Tommy Ahlquist said he can't think of a more important project to Downtown Boise's long-term prospects than building a public transportation hub in its core.
The chief operating officer for the Gardner Co., which is a month away from finishing the 8th and Main building and recently bought the US Bank Plaza, told Ada County Highway District commissioners Wednesday that it would be easier to develop the plaza without including the transit center. That's because adding retail, office and parking space to the plaza is a project Gardner could handle itself. The transit center requires involvement of Valley Regional Transit, Ada and Canyon counties' regional transportation that has tried unsuccessfully for years to find a home for the center.
But Gardner sees better public transportation as a crucial element to Downtown Boise's future, Ahlquist said, so the hub is worth a challenge.
Gardner's preliminary plans for the transit center call for buses to enter it from Capitol Boulevard south of Main Street. The buses would turn left and travel down a ramp to a 40,000-square-foot oblong area 20 feet underground. That area, which the company would dig out just west of an existing underground parking area, would have room for about eight bus loading and unloading stalls, waiting areas, a ticketing area and a Boise police substation that the city has long hoped to incorporate with the transit center.
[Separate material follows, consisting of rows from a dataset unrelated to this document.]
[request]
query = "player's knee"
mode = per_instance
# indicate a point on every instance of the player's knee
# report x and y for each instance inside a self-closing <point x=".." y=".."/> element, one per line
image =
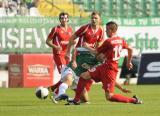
<point x="85" y="75"/>
<point x="108" y="96"/>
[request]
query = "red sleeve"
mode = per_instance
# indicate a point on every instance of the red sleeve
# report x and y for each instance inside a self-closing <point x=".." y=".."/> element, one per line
<point x="103" y="47"/>
<point x="81" y="30"/>
<point x="125" y="45"/>
<point x="101" y="38"/>
<point x="52" y="33"/>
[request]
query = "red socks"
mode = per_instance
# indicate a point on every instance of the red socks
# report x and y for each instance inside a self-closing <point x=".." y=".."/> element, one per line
<point x="121" y="98"/>
<point x="80" y="87"/>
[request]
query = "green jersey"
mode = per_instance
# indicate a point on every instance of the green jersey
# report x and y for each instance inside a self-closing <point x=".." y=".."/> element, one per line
<point x="85" y="60"/>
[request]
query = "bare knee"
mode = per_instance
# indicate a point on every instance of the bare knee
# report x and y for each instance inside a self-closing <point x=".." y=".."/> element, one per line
<point x="85" y="75"/>
<point x="108" y="96"/>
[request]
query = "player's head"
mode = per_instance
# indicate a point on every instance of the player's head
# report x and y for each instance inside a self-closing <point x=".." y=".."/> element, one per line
<point x="63" y="17"/>
<point x="95" y="18"/>
<point x="111" y="28"/>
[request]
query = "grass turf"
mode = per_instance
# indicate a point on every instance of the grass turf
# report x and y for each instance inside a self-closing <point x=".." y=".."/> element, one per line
<point x="22" y="102"/>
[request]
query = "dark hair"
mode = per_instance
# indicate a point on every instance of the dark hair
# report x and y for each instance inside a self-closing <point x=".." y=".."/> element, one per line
<point x="96" y="13"/>
<point x="112" y="25"/>
<point x="62" y="14"/>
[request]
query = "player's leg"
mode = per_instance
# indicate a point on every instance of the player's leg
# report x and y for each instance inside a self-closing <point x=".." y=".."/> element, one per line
<point x="66" y="79"/>
<point x="83" y="80"/>
<point x="109" y="85"/>
<point x="84" y="97"/>
<point x="67" y="82"/>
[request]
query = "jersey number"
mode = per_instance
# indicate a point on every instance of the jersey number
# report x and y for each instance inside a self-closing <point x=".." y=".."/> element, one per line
<point x="117" y="50"/>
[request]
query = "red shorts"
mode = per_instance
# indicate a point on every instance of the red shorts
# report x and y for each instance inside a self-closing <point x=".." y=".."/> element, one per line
<point x="59" y="61"/>
<point x="105" y="75"/>
<point x="89" y="84"/>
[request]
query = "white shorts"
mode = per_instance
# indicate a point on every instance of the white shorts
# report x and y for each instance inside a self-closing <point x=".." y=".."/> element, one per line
<point x="67" y="70"/>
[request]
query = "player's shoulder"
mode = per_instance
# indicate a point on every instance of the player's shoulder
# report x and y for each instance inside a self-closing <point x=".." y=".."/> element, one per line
<point x="85" y="25"/>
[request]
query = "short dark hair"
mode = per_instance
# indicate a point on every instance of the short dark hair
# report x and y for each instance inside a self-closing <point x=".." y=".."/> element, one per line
<point x="96" y="13"/>
<point x="62" y="14"/>
<point x="112" y="25"/>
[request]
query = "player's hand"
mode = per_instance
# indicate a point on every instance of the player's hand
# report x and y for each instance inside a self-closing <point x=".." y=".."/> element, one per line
<point x="59" y="48"/>
<point x="129" y="65"/>
<point x="124" y="90"/>
<point x="67" y="58"/>
<point x="85" y="45"/>
<point x="74" y="64"/>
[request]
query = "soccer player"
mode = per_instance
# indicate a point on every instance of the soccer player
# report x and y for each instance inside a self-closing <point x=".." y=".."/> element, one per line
<point x="106" y="72"/>
<point x="93" y="34"/>
<point x="58" y="39"/>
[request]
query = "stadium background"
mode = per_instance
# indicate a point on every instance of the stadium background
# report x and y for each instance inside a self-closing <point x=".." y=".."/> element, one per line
<point x="24" y="28"/>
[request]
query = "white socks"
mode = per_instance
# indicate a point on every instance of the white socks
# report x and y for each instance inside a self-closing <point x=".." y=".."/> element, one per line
<point x="62" y="89"/>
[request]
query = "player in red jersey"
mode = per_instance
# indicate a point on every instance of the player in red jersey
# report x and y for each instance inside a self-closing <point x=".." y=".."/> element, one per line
<point x="58" y="39"/>
<point x="91" y="33"/>
<point x="106" y="72"/>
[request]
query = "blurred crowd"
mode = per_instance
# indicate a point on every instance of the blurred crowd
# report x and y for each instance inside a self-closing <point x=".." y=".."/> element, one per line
<point x="19" y="8"/>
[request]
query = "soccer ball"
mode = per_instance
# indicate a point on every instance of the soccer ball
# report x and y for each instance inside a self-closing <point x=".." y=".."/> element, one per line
<point x="42" y="92"/>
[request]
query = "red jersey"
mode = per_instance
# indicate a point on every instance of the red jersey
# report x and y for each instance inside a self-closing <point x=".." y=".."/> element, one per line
<point x="60" y="37"/>
<point x="112" y="48"/>
<point x="87" y="34"/>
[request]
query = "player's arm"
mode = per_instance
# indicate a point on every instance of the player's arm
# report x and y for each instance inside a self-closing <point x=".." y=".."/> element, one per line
<point x="50" y="44"/>
<point x="70" y="44"/>
<point x="129" y="59"/>
<point x="74" y="63"/>
<point x="121" y="88"/>
<point x="92" y="50"/>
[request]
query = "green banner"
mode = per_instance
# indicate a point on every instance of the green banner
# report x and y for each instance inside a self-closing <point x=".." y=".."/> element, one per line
<point x="28" y="34"/>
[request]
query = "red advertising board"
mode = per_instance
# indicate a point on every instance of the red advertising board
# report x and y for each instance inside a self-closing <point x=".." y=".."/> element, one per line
<point x="30" y="70"/>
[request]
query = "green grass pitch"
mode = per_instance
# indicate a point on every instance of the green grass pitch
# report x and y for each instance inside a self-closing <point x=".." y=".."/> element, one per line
<point x="22" y="102"/>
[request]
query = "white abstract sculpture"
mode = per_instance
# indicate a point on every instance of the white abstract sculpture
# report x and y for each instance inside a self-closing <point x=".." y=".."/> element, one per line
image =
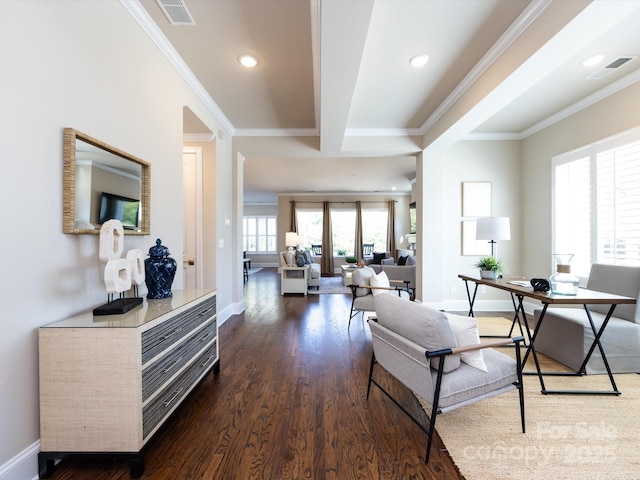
<point x="119" y="273"/>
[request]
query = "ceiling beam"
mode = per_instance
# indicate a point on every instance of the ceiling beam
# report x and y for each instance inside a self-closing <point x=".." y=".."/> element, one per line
<point x="551" y="39"/>
<point x="344" y="27"/>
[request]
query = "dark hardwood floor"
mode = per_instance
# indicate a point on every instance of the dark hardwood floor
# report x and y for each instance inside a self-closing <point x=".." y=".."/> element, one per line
<point x="289" y="403"/>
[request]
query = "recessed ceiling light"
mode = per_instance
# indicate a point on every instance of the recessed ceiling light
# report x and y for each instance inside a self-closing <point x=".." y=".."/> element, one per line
<point x="419" y="60"/>
<point x="247" y="60"/>
<point x="592" y="61"/>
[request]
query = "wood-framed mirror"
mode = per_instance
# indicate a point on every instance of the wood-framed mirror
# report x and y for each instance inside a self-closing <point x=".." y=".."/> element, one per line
<point x="103" y="182"/>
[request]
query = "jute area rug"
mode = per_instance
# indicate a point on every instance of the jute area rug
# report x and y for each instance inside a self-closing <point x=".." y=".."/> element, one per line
<point x="568" y="436"/>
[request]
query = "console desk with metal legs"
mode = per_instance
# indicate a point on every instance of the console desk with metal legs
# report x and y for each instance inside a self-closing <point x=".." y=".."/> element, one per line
<point x="584" y="297"/>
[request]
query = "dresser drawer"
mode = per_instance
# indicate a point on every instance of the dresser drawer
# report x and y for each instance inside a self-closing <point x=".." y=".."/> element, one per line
<point x="157" y="339"/>
<point x="172" y="395"/>
<point x="154" y="376"/>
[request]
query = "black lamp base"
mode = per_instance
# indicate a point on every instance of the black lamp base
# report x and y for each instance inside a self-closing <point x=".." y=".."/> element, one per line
<point x="117" y="307"/>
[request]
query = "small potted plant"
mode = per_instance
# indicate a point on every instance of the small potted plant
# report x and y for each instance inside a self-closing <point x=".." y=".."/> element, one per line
<point x="490" y="267"/>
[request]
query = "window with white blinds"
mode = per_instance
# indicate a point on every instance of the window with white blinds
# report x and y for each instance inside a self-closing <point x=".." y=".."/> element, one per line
<point x="259" y="234"/>
<point x="596" y="203"/>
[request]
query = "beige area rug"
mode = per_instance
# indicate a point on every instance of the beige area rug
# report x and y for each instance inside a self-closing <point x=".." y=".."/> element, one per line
<point x="568" y="436"/>
<point x="330" y="285"/>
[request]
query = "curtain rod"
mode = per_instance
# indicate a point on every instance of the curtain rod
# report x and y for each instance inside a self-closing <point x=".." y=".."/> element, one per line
<point x="354" y="201"/>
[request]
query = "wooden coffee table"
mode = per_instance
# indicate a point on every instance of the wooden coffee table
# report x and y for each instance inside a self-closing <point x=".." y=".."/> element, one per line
<point x="347" y="270"/>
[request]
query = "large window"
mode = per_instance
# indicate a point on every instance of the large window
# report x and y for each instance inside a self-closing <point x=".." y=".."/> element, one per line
<point x="259" y="234"/>
<point x="597" y="203"/>
<point x="374" y="228"/>
<point x="310" y="225"/>
<point x="343" y="227"/>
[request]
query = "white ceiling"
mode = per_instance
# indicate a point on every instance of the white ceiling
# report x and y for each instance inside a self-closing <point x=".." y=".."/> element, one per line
<point x="335" y="100"/>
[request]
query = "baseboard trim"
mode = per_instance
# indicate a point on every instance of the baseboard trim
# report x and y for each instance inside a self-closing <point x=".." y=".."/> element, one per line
<point x="22" y="466"/>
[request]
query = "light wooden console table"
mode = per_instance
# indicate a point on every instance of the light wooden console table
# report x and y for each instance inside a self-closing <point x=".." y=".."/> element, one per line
<point x="108" y="383"/>
<point x="584" y="297"/>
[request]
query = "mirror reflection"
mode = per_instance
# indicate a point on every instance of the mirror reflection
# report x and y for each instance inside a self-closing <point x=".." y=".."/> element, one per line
<point x="101" y="183"/>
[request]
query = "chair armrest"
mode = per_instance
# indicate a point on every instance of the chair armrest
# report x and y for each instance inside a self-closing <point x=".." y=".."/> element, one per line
<point x="371" y="287"/>
<point x="477" y="346"/>
<point x="481" y="346"/>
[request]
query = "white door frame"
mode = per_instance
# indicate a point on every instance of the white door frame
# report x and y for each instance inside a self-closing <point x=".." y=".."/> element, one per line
<point x="197" y="151"/>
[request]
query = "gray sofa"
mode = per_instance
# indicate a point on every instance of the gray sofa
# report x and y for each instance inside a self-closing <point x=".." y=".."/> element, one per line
<point x="566" y="336"/>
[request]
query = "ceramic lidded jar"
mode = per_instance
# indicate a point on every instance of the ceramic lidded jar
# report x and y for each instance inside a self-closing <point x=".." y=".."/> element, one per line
<point x="160" y="269"/>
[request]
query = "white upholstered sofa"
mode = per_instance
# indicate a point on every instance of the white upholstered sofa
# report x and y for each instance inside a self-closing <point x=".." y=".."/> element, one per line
<point x="566" y="336"/>
<point x="314" y="268"/>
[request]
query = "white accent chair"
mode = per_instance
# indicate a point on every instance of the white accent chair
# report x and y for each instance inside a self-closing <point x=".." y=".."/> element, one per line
<point x="363" y="293"/>
<point x="314" y="268"/>
<point x="566" y="334"/>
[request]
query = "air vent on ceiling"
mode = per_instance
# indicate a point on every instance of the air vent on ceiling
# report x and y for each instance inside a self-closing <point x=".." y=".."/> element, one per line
<point x="177" y="12"/>
<point x="612" y="67"/>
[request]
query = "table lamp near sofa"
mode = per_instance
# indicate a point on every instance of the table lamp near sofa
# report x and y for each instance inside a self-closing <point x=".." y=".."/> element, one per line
<point x="292" y="240"/>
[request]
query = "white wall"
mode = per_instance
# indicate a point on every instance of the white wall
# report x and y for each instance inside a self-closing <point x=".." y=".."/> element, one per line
<point x="86" y="65"/>
<point x="443" y="172"/>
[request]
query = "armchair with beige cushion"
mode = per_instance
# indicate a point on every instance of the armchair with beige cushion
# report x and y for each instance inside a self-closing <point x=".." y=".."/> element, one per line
<point x="365" y="286"/>
<point x="439" y="357"/>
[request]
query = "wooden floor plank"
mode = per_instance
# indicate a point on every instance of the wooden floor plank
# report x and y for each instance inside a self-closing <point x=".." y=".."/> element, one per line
<point x="289" y="403"/>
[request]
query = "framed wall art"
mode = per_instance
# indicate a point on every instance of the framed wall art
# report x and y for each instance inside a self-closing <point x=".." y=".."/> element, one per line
<point x="476" y="199"/>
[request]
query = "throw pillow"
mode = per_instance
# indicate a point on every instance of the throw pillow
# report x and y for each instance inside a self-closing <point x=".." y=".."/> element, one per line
<point x="465" y="330"/>
<point x="378" y="257"/>
<point x="303" y="258"/>
<point x="420" y="324"/>
<point x="307" y="256"/>
<point x="379" y="280"/>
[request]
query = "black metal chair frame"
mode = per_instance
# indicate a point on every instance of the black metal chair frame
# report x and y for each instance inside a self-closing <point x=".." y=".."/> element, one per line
<point x="436" y="397"/>
<point x="354" y="288"/>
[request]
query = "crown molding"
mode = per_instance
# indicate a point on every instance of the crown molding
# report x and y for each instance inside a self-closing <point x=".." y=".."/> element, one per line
<point x="533" y="10"/>
<point x="276" y="132"/>
<point x="199" y="137"/>
<point x="595" y="97"/>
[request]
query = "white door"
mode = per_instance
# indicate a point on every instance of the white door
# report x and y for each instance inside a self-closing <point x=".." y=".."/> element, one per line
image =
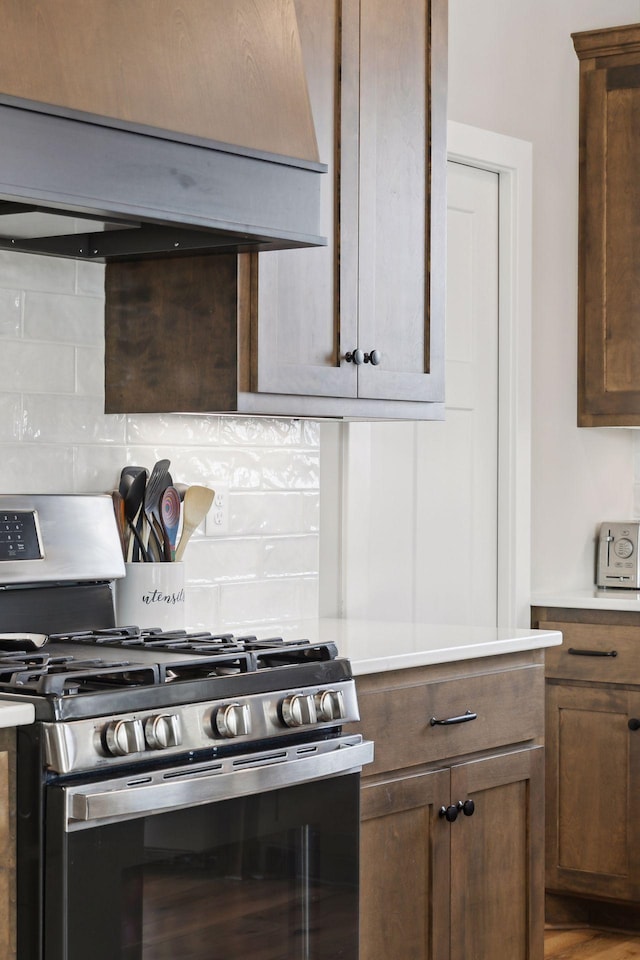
<point x="419" y="500"/>
<point x="457" y="462"/>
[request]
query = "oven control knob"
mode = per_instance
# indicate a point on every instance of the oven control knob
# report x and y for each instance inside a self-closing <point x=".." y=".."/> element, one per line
<point x="330" y="705"/>
<point x="163" y="731"/>
<point x="298" y="709"/>
<point x="124" y="736"/>
<point x="233" y="720"/>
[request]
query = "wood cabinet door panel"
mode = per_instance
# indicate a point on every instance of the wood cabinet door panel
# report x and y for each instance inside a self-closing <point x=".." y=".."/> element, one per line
<point x="497" y="877"/>
<point x="306" y="301"/>
<point x="7" y="845"/>
<point x="593" y="763"/>
<point x="609" y="280"/>
<point x="404" y="869"/>
<point x="398" y="59"/>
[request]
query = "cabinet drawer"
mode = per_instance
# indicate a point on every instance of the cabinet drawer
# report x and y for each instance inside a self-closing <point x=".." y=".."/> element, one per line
<point x="596" y="652"/>
<point x="504" y="707"/>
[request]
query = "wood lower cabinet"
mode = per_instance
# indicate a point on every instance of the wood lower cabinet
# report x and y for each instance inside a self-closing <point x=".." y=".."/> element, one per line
<point x="404" y="868"/>
<point x="592" y="766"/>
<point x="296" y="332"/>
<point x="7" y="846"/>
<point x="469" y="887"/>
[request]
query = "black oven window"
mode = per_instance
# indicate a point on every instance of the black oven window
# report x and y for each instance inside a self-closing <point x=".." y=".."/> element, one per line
<point x="268" y="877"/>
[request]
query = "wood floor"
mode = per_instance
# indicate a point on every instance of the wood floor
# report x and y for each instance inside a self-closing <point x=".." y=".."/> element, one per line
<point x="590" y="945"/>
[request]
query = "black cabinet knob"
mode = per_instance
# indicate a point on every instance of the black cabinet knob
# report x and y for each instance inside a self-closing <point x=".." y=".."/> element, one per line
<point x="449" y="813"/>
<point x="374" y="358"/>
<point x="356" y="356"/>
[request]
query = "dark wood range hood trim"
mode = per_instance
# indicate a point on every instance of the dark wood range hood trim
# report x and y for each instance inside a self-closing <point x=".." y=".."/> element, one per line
<point x="182" y="194"/>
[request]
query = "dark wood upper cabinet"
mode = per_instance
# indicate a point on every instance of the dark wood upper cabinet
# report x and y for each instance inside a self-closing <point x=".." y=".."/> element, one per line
<point x="281" y="325"/>
<point x="609" y="227"/>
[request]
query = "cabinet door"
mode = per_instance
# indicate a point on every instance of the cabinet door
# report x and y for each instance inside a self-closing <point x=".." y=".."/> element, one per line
<point x="7" y="846"/>
<point x="609" y="278"/>
<point x="379" y="283"/>
<point x="304" y="302"/>
<point x="593" y="778"/>
<point x="497" y="877"/>
<point x="404" y="869"/>
<point x="402" y="198"/>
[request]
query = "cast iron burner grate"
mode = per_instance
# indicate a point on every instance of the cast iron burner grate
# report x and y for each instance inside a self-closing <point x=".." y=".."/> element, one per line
<point x="156" y="658"/>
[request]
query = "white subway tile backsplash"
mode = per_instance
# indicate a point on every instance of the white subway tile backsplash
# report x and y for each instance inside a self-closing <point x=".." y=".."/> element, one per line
<point x="10" y="417"/>
<point x="282" y="470"/>
<point x="266" y="513"/>
<point x="11" y="304"/>
<point x="55" y="437"/>
<point x="311" y="512"/>
<point x="63" y="318"/>
<point x="90" y="371"/>
<point x="249" y="605"/>
<point x="37" y="367"/>
<point x="89" y="279"/>
<point x="25" y="271"/>
<point x="259" y="432"/>
<point x="70" y="420"/>
<point x="173" y="429"/>
<point x="36" y="468"/>
<point x="97" y="466"/>
<point x="291" y="557"/>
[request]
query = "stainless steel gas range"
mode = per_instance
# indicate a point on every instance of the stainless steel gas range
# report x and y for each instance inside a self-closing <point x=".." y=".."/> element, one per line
<point x="180" y="794"/>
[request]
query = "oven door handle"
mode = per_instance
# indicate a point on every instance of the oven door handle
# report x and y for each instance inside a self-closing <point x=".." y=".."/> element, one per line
<point x="184" y="787"/>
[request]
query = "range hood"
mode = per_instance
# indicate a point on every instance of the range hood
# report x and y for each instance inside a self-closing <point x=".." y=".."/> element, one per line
<point x="105" y="186"/>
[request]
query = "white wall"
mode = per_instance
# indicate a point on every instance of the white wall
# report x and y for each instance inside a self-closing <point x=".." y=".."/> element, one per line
<point x="54" y="437"/>
<point x="513" y="69"/>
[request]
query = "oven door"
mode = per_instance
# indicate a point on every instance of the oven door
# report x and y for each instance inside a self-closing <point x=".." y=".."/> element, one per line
<point x="253" y="856"/>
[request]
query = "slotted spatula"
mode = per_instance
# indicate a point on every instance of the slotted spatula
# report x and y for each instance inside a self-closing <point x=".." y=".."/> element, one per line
<point x="196" y="505"/>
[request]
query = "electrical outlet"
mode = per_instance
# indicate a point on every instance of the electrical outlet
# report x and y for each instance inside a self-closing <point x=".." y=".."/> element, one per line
<point x="217" y="520"/>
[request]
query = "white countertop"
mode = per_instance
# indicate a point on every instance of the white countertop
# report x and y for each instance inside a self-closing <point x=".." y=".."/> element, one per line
<point x="591" y="599"/>
<point x="374" y="646"/>
<point x="15" y="714"/>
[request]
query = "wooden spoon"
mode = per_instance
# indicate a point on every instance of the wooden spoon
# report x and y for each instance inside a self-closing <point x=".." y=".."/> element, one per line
<point x="197" y="502"/>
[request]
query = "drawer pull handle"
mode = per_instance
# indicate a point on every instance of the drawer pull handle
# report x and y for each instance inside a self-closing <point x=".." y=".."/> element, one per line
<point x="592" y="653"/>
<point x="465" y="718"/>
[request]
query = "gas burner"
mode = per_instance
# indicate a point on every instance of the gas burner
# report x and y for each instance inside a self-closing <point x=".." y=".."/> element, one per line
<point x="130" y="657"/>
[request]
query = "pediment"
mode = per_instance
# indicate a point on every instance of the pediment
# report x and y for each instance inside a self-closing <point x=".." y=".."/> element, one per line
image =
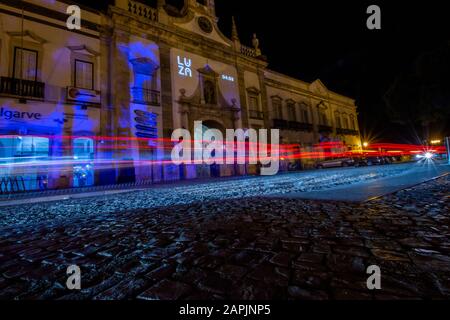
<point x="192" y="25"/>
<point x="319" y="88"/>
<point x="207" y="70"/>
<point x="144" y="66"/>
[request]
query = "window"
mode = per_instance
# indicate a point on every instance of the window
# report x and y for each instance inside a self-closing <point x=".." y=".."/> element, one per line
<point x="338" y="120"/>
<point x="25" y="64"/>
<point x="84" y="75"/>
<point x="277" y="108"/>
<point x="323" y="118"/>
<point x="292" y="113"/>
<point x="253" y="103"/>
<point x="305" y="114"/>
<point x="352" y="122"/>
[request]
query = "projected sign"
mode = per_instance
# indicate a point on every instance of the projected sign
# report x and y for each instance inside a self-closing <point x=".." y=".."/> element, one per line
<point x="227" y="78"/>
<point x="184" y="66"/>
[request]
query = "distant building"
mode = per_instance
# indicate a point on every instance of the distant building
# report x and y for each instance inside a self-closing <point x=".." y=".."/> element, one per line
<point x="74" y="98"/>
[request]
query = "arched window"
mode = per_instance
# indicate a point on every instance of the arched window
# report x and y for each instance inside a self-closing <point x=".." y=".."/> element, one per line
<point x="277" y="108"/>
<point x="323" y="119"/>
<point x="337" y="116"/>
<point x="291" y="111"/>
<point x="209" y="91"/>
<point x="352" y="122"/>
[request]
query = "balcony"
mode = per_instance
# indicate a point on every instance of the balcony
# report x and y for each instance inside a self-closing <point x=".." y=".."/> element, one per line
<point x="325" y="129"/>
<point x="280" y="124"/>
<point x="22" y="88"/>
<point x="255" y="114"/>
<point x="349" y="132"/>
<point x="146" y="96"/>
<point x="300" y="126"/>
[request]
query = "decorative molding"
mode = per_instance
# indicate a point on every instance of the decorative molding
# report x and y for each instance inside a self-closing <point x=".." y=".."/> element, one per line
<point x="254" y="90"/>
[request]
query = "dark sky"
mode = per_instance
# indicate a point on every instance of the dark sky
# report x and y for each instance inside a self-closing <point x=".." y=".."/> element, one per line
<point x="329" y="40"/>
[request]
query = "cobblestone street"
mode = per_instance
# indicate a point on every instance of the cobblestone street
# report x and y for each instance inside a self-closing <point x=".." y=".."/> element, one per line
<point x="249" y="248"/>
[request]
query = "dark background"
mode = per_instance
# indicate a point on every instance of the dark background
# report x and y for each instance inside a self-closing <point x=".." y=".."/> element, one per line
<point x="329" y="40"/>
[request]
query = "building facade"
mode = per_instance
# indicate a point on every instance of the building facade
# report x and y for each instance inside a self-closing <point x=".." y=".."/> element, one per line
<point x="98" y="105"/>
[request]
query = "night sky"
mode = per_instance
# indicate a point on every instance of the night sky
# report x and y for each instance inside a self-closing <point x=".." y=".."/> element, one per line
<point x="329" y="40"/>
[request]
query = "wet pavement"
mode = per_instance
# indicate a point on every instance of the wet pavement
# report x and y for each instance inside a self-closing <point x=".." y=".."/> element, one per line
<point x="242" y="248"/>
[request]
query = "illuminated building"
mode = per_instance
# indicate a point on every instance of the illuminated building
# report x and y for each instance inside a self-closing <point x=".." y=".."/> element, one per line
<point x="85" y="96"/>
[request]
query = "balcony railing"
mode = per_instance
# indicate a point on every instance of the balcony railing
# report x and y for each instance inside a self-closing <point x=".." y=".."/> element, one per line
<point x="247" y="51"/>
<point x="142" y="10"/>
<point x="300" y="126"/>
<point x="146" y="96"/>
<point x="325" y="128"/>
<point x="22" y="88"/>
<point x="256" y="114"/>
<point x="350" y="132"/>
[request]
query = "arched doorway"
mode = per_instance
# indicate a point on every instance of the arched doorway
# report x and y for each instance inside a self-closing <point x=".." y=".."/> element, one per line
<point x="212" y="170"/>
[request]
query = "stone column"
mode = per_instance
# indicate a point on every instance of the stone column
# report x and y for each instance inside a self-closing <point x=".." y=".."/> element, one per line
<point x="166" y="91"/>
<point x="105" y="145"/>
<point x="243" y="98"/>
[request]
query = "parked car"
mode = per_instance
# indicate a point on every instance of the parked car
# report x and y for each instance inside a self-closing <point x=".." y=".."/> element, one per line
<point x="335" y="163"/>
<point x="372" y="161"/>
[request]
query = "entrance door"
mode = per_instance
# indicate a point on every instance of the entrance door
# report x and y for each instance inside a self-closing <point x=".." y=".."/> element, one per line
<point x="83" y="169"/>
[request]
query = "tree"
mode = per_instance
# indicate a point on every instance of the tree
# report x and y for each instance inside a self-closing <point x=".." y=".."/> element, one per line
<point x="421" y="96"/>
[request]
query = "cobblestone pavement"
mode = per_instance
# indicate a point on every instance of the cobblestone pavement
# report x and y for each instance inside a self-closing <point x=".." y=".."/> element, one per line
<point x="252" y="248"/>
<point x="173" y="195"/>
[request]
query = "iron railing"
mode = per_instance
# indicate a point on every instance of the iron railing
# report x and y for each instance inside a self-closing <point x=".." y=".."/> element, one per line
<point x="146" y="96"/>
<point x="22" y="88"/>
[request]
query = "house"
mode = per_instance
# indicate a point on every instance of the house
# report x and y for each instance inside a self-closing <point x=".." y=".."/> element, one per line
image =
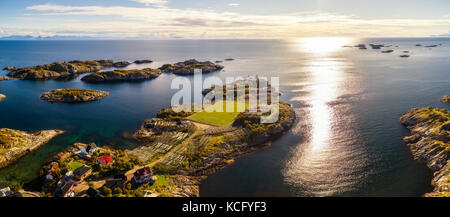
<point x="81" y="173"/>
<point x="60" y="156"/>
<point x="91" y="148"/>
<point x="105" y="160"/>
<point x="92" y="192"/>
<point x="143" y="175"/>
<point x="5" y="191"/>
<point x="51" y="172"/>
<point x="65" y="190"/>
<point x="115" y="183"/>
<point x="85" y="153"/>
Buses leaving the station would go up a ramp and come out on Main Street, then travel east to 5th Street before turning into their routes. There's not enough room for the buses to cross several lanes of Main Street traffic and turn north on Capitol, Ahlquist said.
Gardner is hoping to break ground on the transit center at the same time it begins building a retail, office and parking area on what is now a surface parking lot just west of the US Bank building. That could happen sometime in the summer of 2014, Ahlquist said.